Huangfu Yun fronça les sourcils en voyant les deux objets en forme de bâtonnets. Il demanda des gants à Zhuang Rui, les enfila et commença à examiner le couteau.
« Il s'agirait d'une épée à pommeau annulaire en fer de la dynastie Han, mais la poignée est pourrie et la lame est trop oxydée pour qu'il vaille la peine d'être polie... »
Huangfu Yun avait en effet consacré beaucoup d'efforts à la fabrication d'épées. Après un rapide coup d'œil, il sortit la clé qu'il portait sur lui et fouilla le trou de l'anneau de la pommeau, enlevant la rouille et révélant ainsi le trou d'origine.
« Hmm ? Je compte le polir moi-même, ça ne devrait pas être trop difficile… »
Zhuang Rui acheta un couteau de faible valeur ; il prévoyait de le ramener chez lui et de l'aiguiser avec une meule.
En entendant les paroles de Zhuang Rui, Huangfu Yun s'empressa de dire : « Frère Zhuang, on ne peut pas affûter un bon couteau n'importe comment, sinon on risque de l'abîmer… »
« Ah bon ? Il existe un tel dicton ? Frère Huangfu, veuillez m'en parler… »
Zhuang Rui s'y connaît un peu en restauration de porcelaine, mais il ne connaît absolument rien à la conservation des épées. La collection d'épées n'est devenue populaire que récemment, et même l'oncle De n'y connaît pas grand-chose.
« Frère Zhuang, lorsqu'on aiguise une épée, si l'on n'est pas professionnel, on peut facilement enlever la couche d'acier dur qui la recouvre. Cela modifierait complètement la forme de l'épée, ce qui est absolument à proscrire… »
Il était rare que Huangfu Yun partage ses connaissances sur la collection de sabres avec autrui, aussi se mit-il à parler avec éloquence. La collection de sabres étant sans précédent, les propos de Huangfu Yun reflétaient toute son expérience accumulée au fil des ans, enrichissant considérablement le savoir de Zhuang Rui et Zhao Hanxuan.
Il s'avère que si le polissage peut restaurer les magnifiques motifs des épées anciennes, ces motifs ne sont pas inhérents à ces dernières. Bien qu'ils puissent être esthétiques, ils leur font perdre le charme unique des épées anciennes, ce qui diminue considérablement leur valeur aux yeux des experts.

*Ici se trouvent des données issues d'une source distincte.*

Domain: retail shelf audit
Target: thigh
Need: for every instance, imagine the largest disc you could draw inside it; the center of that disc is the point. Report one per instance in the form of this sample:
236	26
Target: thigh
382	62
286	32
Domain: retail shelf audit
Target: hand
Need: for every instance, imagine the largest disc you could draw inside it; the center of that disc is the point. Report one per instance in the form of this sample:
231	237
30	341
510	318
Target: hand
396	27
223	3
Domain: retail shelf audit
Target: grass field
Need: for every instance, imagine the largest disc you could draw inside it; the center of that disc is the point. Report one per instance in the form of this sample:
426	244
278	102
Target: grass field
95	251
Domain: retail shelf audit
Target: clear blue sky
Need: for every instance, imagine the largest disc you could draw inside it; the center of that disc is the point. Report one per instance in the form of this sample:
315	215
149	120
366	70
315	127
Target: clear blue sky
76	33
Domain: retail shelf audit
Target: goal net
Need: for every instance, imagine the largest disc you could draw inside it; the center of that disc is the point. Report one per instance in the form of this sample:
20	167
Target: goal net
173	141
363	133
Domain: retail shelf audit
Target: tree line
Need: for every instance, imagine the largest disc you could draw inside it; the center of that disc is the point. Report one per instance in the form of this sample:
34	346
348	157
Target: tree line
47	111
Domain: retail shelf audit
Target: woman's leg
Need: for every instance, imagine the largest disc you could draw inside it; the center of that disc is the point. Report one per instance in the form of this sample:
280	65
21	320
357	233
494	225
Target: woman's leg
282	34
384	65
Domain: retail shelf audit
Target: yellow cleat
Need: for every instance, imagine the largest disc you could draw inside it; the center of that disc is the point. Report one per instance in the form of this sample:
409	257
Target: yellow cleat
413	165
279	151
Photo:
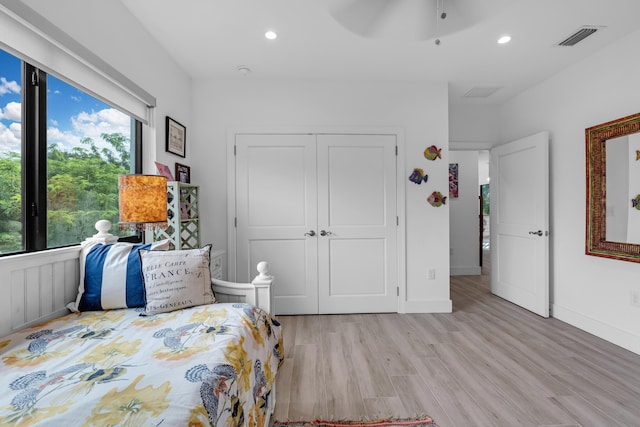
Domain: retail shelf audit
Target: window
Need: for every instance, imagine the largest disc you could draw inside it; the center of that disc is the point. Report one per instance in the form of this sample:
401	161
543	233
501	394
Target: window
61	151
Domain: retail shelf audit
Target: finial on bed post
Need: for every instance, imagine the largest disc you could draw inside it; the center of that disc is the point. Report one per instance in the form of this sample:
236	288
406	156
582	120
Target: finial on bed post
102	236
263	269
262	284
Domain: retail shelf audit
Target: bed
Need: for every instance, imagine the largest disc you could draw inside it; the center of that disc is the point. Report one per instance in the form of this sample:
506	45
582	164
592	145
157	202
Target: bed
202	364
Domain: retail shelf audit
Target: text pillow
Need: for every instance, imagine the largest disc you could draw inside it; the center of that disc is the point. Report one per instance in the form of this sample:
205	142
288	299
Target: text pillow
110	276
176	279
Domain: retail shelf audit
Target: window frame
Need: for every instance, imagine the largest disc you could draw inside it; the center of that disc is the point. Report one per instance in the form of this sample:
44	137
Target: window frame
34	160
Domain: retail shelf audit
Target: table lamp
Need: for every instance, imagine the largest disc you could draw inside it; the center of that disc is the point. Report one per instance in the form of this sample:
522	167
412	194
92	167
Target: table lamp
142	202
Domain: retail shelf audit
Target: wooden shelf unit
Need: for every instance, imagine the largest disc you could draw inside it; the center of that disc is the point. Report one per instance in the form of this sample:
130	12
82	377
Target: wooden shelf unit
183	216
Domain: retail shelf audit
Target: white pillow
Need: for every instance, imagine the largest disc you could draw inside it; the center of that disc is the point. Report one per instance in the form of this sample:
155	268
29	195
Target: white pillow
176	279
110	276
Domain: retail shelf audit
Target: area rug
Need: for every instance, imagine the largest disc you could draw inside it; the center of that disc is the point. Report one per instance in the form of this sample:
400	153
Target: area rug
413	422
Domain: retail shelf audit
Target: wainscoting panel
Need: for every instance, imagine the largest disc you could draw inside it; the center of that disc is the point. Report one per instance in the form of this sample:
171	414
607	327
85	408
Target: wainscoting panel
36	287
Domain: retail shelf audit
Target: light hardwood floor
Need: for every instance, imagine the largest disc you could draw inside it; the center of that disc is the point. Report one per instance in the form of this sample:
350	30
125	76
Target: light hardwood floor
489	363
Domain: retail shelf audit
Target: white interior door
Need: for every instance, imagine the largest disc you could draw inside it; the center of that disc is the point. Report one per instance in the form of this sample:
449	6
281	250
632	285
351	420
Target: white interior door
321	209
520	222
276	208
357	264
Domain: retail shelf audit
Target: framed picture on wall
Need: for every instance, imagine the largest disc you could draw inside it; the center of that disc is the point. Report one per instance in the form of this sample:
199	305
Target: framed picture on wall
176	138
183	173
164	171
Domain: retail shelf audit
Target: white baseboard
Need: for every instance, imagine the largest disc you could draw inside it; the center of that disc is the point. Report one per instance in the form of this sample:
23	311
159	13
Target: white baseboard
465	271
427	306
602	330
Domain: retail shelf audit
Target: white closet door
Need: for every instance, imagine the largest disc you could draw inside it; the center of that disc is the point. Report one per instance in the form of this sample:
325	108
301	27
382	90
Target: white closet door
357	253
322	211
276	204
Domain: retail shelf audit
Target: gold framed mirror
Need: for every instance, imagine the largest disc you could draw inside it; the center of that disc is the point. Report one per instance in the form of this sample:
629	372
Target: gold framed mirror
613	181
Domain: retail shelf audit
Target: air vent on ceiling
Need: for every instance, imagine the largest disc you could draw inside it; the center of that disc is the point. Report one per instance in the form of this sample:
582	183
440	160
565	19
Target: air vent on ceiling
579	35
481	92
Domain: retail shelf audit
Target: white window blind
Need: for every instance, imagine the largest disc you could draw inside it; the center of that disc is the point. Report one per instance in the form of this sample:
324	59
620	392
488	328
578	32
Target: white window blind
29	36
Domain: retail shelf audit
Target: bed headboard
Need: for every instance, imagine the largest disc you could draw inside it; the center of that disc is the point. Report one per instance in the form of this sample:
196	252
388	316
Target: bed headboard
36	287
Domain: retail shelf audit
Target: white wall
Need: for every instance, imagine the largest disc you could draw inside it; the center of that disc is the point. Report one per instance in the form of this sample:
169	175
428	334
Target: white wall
419	108
463	216
589	292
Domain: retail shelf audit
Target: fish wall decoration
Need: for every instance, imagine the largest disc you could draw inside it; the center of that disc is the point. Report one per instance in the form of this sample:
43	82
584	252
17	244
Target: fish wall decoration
432	153
436	199
418	176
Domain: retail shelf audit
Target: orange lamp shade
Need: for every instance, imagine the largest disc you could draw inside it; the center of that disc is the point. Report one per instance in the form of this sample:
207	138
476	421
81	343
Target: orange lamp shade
142	202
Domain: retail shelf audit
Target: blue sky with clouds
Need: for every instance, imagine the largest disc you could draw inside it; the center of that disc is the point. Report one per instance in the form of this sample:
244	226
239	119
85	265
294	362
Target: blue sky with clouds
71	114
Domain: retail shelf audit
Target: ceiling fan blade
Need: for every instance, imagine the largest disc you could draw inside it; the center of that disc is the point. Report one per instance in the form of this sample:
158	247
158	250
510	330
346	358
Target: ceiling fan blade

Au Japon, un polisseur de sabres expérimenté facture 100 dollars pour polir un sabre jusqu'à une longueur de 2,5 cm. Le travail peut prendre jusqu'à deux semaines et l'effort requis dépasse l'entendement. Il ne s'agit pas simplement de faire polir et entretenir son sabre pour lui redonner son aspect d'origine.